Against a wall of sound - provided by five fuzzily-distorted guitarists, a trio of military drummers and a growlingly-messianic vocalist - 10 dancers act out a narrative wrapped around human oppression, survival, resistance and existence.
Whether it’s dance, rock, hard house, drama or a contemporary artwork doesn’t really matter because Shechter’s Political Mother is undeniably a mesmerising multi-media assault on the senses.
It’s given only two presentations here, but its audio-visual impact should hopefully ensure we see, and hear, more of the company in the future. Even if you don’t remember the name you won’t quickly forget the performance.

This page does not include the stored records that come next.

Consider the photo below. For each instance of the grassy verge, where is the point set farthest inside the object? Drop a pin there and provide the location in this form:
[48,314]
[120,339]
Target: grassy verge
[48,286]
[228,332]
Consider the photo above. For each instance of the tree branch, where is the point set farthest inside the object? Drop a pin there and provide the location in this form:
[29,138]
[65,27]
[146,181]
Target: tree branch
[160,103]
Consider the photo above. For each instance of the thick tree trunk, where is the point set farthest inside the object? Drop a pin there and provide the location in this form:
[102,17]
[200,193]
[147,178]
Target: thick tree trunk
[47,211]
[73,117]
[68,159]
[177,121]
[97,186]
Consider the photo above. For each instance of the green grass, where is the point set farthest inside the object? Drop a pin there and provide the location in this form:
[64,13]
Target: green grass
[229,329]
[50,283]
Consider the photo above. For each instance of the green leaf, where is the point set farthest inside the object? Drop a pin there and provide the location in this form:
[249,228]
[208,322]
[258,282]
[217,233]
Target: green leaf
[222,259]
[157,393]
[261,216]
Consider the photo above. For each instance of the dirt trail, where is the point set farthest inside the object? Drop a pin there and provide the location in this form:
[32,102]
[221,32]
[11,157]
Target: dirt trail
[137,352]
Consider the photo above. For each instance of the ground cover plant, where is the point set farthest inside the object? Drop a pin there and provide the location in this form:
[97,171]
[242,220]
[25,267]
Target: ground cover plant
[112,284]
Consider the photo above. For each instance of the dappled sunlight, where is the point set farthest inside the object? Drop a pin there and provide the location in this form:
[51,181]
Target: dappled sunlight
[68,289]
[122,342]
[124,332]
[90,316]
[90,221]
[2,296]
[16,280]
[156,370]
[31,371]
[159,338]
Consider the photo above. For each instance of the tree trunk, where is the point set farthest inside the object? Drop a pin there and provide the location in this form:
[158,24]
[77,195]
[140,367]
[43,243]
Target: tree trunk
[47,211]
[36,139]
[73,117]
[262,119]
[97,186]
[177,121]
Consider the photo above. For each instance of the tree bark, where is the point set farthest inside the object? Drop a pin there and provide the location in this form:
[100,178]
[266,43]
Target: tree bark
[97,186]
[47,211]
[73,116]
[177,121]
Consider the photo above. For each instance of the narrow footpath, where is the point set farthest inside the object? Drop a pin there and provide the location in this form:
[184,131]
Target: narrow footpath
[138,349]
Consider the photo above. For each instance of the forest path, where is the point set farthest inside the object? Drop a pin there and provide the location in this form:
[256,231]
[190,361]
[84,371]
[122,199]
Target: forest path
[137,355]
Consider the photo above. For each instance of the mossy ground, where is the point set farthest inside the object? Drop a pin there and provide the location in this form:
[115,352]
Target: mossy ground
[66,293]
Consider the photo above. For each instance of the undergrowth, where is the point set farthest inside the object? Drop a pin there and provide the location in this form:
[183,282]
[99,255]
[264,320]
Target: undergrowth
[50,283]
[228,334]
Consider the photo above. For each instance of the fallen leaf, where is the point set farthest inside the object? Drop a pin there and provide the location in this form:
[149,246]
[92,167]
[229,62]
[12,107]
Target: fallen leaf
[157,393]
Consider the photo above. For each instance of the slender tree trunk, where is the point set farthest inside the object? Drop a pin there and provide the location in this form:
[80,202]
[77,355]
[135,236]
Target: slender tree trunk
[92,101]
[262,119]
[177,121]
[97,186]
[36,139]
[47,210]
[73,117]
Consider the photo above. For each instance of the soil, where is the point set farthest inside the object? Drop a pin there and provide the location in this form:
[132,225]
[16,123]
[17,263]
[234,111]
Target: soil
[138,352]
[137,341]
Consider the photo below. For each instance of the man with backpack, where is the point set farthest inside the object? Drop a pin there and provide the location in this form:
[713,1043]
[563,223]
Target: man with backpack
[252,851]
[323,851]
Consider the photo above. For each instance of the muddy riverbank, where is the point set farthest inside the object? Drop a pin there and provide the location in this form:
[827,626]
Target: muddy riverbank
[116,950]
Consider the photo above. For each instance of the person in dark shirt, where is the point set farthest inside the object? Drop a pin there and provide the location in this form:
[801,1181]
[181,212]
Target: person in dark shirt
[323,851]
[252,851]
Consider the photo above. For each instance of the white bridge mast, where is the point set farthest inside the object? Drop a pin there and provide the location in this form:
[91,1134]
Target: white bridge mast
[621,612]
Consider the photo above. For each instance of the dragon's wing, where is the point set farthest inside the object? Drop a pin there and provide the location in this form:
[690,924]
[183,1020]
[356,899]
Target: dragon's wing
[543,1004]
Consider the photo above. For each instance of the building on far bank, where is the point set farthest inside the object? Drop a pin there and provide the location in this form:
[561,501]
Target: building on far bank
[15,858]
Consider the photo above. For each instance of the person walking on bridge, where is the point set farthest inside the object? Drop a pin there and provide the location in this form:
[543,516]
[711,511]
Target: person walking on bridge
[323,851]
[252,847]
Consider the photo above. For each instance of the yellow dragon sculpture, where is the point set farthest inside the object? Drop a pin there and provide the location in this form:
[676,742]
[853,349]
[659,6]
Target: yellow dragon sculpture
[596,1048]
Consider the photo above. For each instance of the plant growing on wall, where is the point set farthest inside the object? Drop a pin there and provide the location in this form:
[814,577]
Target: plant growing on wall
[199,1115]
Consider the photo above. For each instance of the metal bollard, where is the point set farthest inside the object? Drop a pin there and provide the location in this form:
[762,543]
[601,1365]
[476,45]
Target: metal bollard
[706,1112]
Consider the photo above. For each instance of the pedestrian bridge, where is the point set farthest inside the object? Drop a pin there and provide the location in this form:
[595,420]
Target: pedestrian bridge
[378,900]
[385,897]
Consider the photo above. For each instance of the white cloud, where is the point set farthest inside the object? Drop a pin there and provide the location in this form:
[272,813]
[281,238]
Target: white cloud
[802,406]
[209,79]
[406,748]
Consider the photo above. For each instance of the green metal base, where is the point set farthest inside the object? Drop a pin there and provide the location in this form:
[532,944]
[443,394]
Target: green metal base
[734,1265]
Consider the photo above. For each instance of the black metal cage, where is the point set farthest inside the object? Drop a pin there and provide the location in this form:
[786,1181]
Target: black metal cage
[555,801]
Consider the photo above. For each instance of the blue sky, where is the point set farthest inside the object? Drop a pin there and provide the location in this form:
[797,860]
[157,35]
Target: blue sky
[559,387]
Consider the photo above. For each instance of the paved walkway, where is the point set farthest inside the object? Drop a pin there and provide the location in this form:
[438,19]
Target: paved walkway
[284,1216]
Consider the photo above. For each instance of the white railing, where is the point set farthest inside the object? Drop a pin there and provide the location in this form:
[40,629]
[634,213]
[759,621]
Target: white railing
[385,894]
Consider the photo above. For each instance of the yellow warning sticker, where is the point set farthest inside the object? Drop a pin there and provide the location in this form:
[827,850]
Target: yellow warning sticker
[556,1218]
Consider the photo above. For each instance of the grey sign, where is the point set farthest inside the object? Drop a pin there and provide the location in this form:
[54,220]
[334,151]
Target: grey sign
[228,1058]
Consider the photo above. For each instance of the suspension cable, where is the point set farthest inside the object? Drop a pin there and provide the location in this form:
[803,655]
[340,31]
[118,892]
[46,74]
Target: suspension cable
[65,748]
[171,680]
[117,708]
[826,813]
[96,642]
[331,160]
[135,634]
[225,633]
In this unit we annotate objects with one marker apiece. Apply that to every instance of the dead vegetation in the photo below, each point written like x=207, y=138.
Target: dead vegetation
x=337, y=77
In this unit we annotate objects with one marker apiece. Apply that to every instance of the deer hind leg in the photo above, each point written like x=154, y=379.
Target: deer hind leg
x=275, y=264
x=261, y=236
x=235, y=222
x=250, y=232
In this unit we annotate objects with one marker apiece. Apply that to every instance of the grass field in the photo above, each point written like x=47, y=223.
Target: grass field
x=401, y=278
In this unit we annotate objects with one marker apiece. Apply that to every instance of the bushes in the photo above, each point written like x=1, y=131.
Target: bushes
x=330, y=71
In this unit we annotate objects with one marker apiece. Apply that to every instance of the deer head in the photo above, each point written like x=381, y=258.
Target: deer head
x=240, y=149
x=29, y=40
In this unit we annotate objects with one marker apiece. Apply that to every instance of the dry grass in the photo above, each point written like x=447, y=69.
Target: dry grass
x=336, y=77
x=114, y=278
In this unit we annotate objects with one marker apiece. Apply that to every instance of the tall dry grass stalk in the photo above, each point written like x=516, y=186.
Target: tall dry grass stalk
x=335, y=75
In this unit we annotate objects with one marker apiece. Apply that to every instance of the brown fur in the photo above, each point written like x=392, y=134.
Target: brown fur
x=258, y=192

This was challenging and complex dance theatre of the highest calibre. Combining the drama of movement with sonic shockwaves of music, and using costume and subtle lighting to evoke changes of atmosphere and indeed levels of threat.
Then again it is not above having a little fun, referencing Thomas Poulsen’s illuminated artwork ‘Where there is pressure . . . there is . . . folk dance’ at one point.
But before that, it opened with a Samurai warrior’s ritual disembowelling . . . and in the best tradition of cinematic effect builds upon that shock with repeatedly arresting images. The dance is conjured out of small repetitive motifs but builds into trance-like effect and is particularly effective, in its hands-raised moments, in suggesting stark human submission.
Much of the sound, and the movement, hints at Eastern influences but you suspect Shechter’s political message is much more universal.
And even if you don’t fully buy into the meaning or it all, you might still want to defend to the death the thrilling spectacle, and sounds, of such a show.